Figure 4b illustrates the output interface of our application, which shows the possibility of contracting the COVID-19 infection and the mortality chances.
Our study is based on fixed datasets, meaning the machine learning models’ effectiveness in other datasets might differ [
31]. This is a limitation of our study as it is not incorporating active learning. Further studies are encouraged to try and apply more datasets to generalize the models for COVID-19 detection and mortality prediction.

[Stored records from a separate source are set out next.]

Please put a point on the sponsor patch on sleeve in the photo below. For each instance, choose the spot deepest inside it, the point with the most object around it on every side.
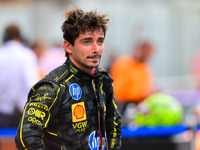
(78, 112)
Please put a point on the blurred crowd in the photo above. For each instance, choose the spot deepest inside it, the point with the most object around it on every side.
(22, 64)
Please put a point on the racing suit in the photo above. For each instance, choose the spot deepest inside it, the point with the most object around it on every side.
(70, 109)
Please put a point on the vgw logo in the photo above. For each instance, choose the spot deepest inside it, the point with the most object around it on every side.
(75, 91)
(94, 141)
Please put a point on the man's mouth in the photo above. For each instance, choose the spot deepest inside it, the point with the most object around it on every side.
(96, 56)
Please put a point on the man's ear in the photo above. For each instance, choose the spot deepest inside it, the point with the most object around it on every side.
(67, 46)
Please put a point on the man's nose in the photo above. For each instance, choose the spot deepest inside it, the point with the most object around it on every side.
(95, 47)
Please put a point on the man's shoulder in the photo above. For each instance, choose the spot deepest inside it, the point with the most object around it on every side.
(104, 75)
(58, 75)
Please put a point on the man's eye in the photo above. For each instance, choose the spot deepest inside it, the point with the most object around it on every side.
(101, 41)
(86, 42)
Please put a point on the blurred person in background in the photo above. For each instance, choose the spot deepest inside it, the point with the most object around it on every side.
(40, 49)
(132, 76)
(48, 61)
(18, 74)
(73, 107)
(195, 61)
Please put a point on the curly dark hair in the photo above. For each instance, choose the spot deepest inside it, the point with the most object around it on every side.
(77, 22)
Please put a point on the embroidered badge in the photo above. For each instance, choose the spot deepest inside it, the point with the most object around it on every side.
(75, 91)
(78, 112)
(94, 141)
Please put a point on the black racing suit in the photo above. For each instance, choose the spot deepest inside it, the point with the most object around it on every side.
(62, 112)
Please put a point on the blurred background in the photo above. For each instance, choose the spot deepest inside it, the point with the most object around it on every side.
(172, 25)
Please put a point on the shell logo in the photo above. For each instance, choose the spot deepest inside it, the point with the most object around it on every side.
(78, 112)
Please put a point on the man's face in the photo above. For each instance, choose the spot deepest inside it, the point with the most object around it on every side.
(87, 50)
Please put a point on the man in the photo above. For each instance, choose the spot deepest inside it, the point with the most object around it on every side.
(18, 65)
(132, 76)
(73, 107)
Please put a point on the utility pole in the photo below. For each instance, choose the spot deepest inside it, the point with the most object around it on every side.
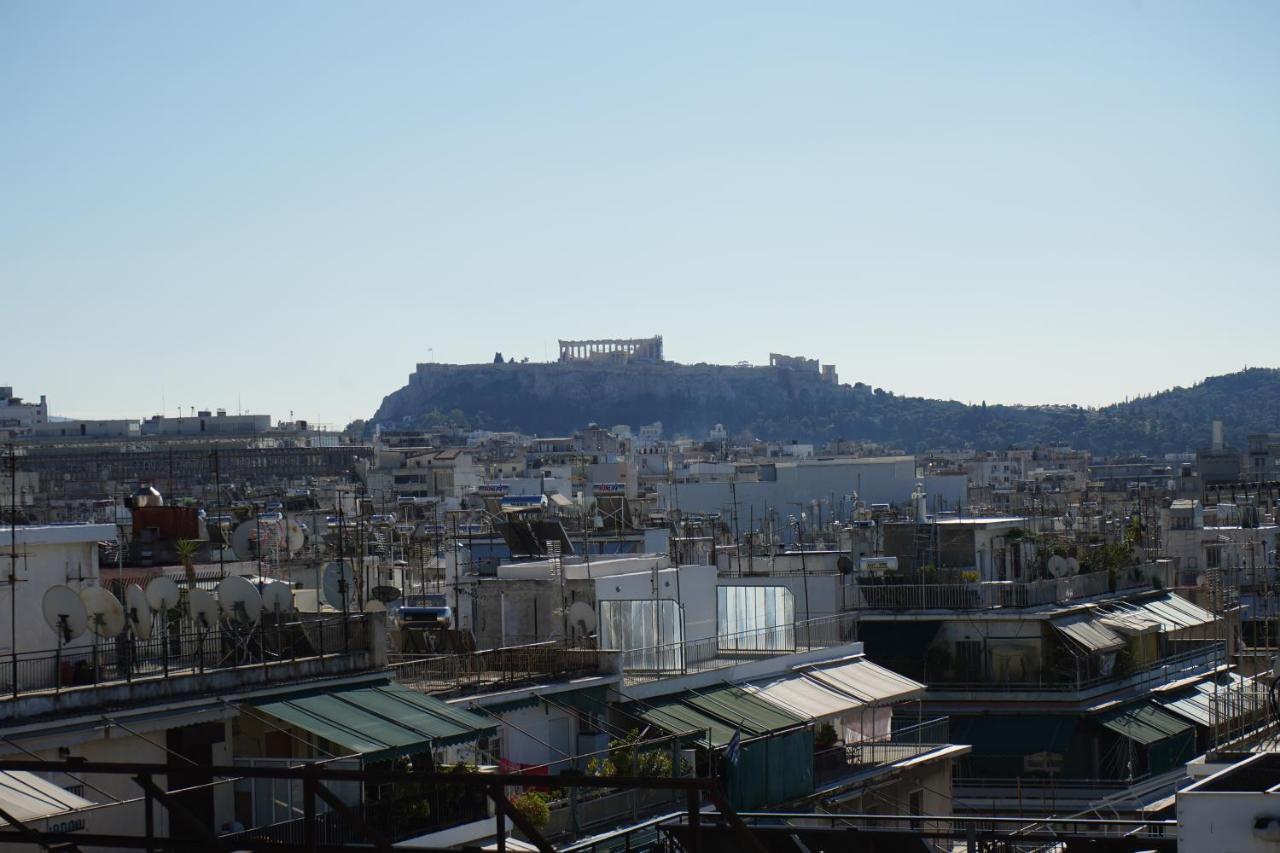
(13, 562)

The primary purpose of our study is to provide a fast and easy method to identify COVID-19 patients and their mortality rates so that initial action can be taken based on these results. Our mobile application is not meant to replace actual prognosis tests, such as RT-PCR tests, but to give users a basic idea so that they can take preventive measures in the meantime before getting actual confirmation. The mortality prediction can only help the healthcare practitioners in sorting ICU care for patients, not override their judgment. Further studies to incorporate more datasets, even active learning, might yield better results in the future. The symptoms selected in our paper can be used as a starting point in identifying which symptoms share a higher correlation with COVID-19 prognosis and mortality in further studies.
4. Conclusions
In this study, we propose and present a cloud-based smartphone application platform that uses ML to predict the COVID-19 infection and forecast the mortality risk using symptoms and other physical parameters. The signs of the infection, which is a direct manifestation of the virus, start to appear within a few days of the contraction. This can be used by the users immediately, once they start to appear. After, thorough heuristic optimization, we identified the most important symptoms necessary for making such predictions. We have successfully reduced the number of features by almost half for the prognosis and by more than a third for forecasting the mortality risk, compared to the contemporary studies. Our machine learning models demonstrate an accuracy, precision, recall, and F1 score of 97.72%, 100%, 95.55%, and 97.70%, respectively, in identifying the COVID-19 infected patients and with an accuracy, precision, recall, and F1 score of 90.83%, 88.47%, 92.94%, and 90.65%, respectively, in forecasting the mortality risk from the infection. The perfect precision score signifies the fact that our algorithm can successfully identify all the positive cases. This is imperative in reducing the spread of the virus. The application makes this real-time analysis using machine learning models, designed and stored in the cloud. The communication between the cloud server and the smartphone application takes place over the internet. The real-time cloud-based self-diagnostic approach provides a potential telehealthcare solution for mitigating the infection spread and can aid beforehand the patients who might need ICU care, lowering the fatality rate. The smartphone approach provides scalability and the symptoms dependency presents a cost-free prognosis in assisting patients and health practitioners, which is ideal in the time of the pandemic.